When inflation surged in the wake of the pandemic, it created a tough financial situation for a lot of people. Many Americans had to raid their savings accounts simply to keep up with expenses like gas and groceries.
In response to rampant inflation, the Federal Reserve raised its benchmark interest rate 11 times between 2022 and 2023. But since inflation has slowed this year, the Fed hasn’t needed to raise interest rates.
In fact, in mid-September, the Fed actually lowered its benchmark interest rate by half a percentage point (0.50%). And that rate cut is likely to be the first of many.
You should know, though, that the Fed’s interest rate cuts have the potential to impact your finances in different ways. So it’s important to know when future cuts may be coming — and how to manage your money in light of them.
We could see another rate cut in early November
The Federal Reserve has two more policy meetings scheduled for 2024. The first is set to take place Nov. 6 and 7, while the second is set for Dec. 17 and 18.
The Fed typically announces rate-related movement (or lack thereof) during the second day of its two-day meetings. So the next opportunity for the Fed to cut rates is Nov. 7. And if data shows that inflation dipped in October compared to September, then the Fed will likely move forward with another rate cut next month.
What the Fed’s rate cuts mean for you
Although the Fed doesn’t set interest rates for banking products or loans, when the Fed raises its benchmark interest rate, savers tend to earn more interest and borrowers tend to pay more interest. On the flipside, when the Fed cuts rates, borrowing tends to get cheaper but banks tend to get stingier with account APYs.
Given that there’s a good chance we’ll see another rate cut in early November, now’s a good time to take extra cash you have available and open a CD. Although rates aren’t quite as high as they were before September, some short-term CDs are still paying close to 5.00% APY.
Check out this round-up of the best CD rates to lock in a great deal before rates drop further, which may happen as soon as next month.

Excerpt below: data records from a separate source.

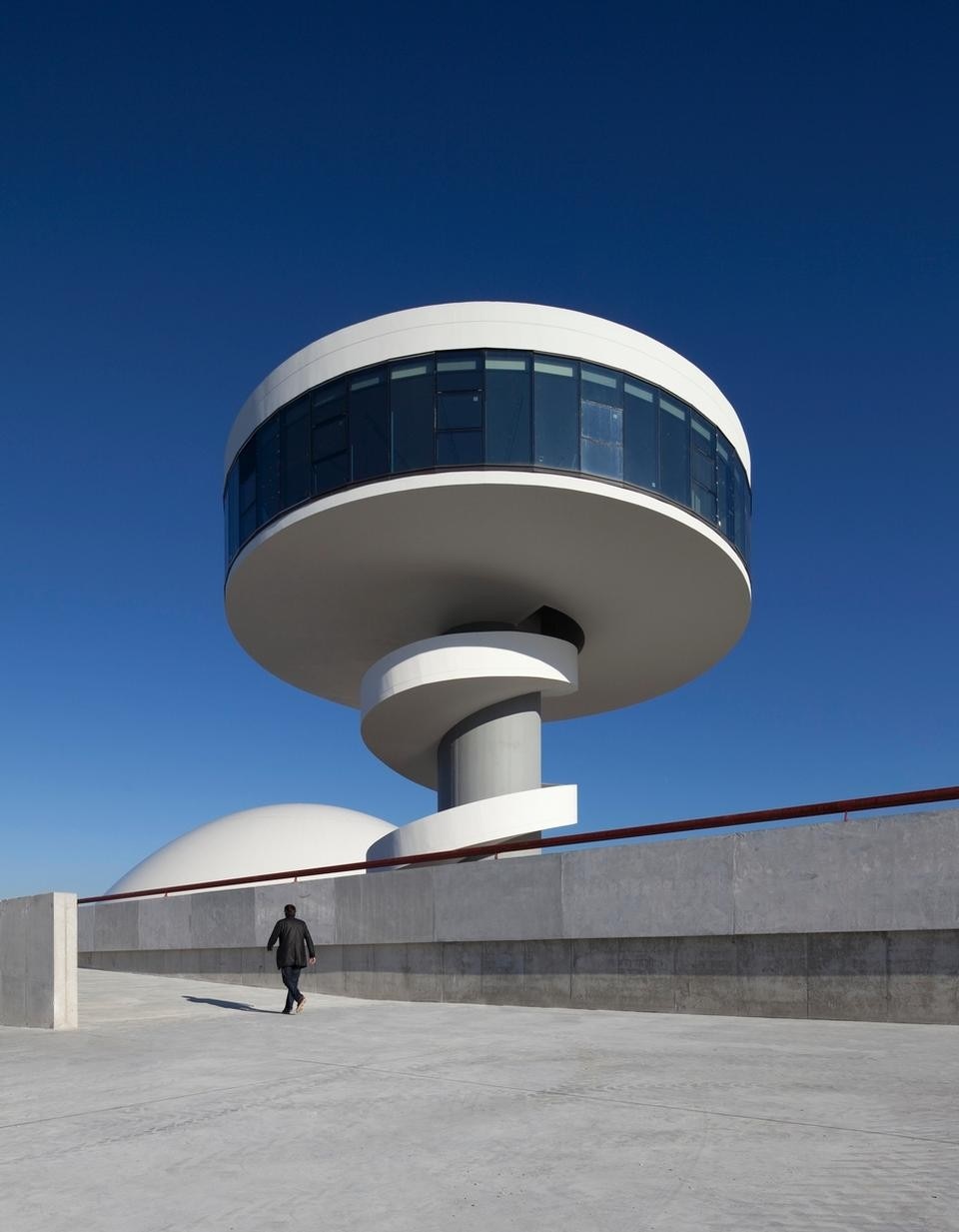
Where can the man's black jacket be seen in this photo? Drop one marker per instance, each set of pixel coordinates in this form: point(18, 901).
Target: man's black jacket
point(293, 942)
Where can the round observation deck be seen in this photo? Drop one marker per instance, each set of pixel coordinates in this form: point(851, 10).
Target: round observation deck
point(482, 462)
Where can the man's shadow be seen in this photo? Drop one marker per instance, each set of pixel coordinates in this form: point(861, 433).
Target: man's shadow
point(212, 1000)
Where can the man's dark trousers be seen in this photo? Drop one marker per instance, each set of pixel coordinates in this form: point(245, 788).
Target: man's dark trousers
point(291, 978)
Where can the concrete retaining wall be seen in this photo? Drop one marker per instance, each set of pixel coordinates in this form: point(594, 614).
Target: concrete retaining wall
point(851, 919)
point(38, 961)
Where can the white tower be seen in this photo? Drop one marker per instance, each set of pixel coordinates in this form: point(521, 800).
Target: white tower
point(466, 519)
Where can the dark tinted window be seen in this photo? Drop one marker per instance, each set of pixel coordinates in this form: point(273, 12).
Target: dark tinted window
point(703, 442)
point(461, 409)
point(330, 474)
point(295, 451)
point(412, 409)
point(248, 490)
point(486, 408)
point(268, 472)
point(556, 402)
point(460, 371)
point(674, 450)
point(602, 439)
point(370, 426)
point(640, 435)
point(508, 423)
point(233, 512)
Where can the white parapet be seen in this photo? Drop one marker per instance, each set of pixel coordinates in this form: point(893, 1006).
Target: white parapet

It’s also a good time to boost your credit score in case borrowing rates fall substantially in November. As it is, mortgage rates have declined in recent weeks. But if the Fed makes another rate cut in November, you may find that it’s cheaper to not only sign a mortgage, but take out a personal loan or finance a car as well.
The higher your credit score is, the more likely you are to snag a competitive interest rate on any loan you sign. So in the coming weeks, review your credit report for errors and take other steps to raise that number, like making timely debt payments and, if possible, paying down your credit card balances.
Of course, it’s not guaranteed that the Fed will make another rate cut this November. But it’s a strong possibility that you should prepare for.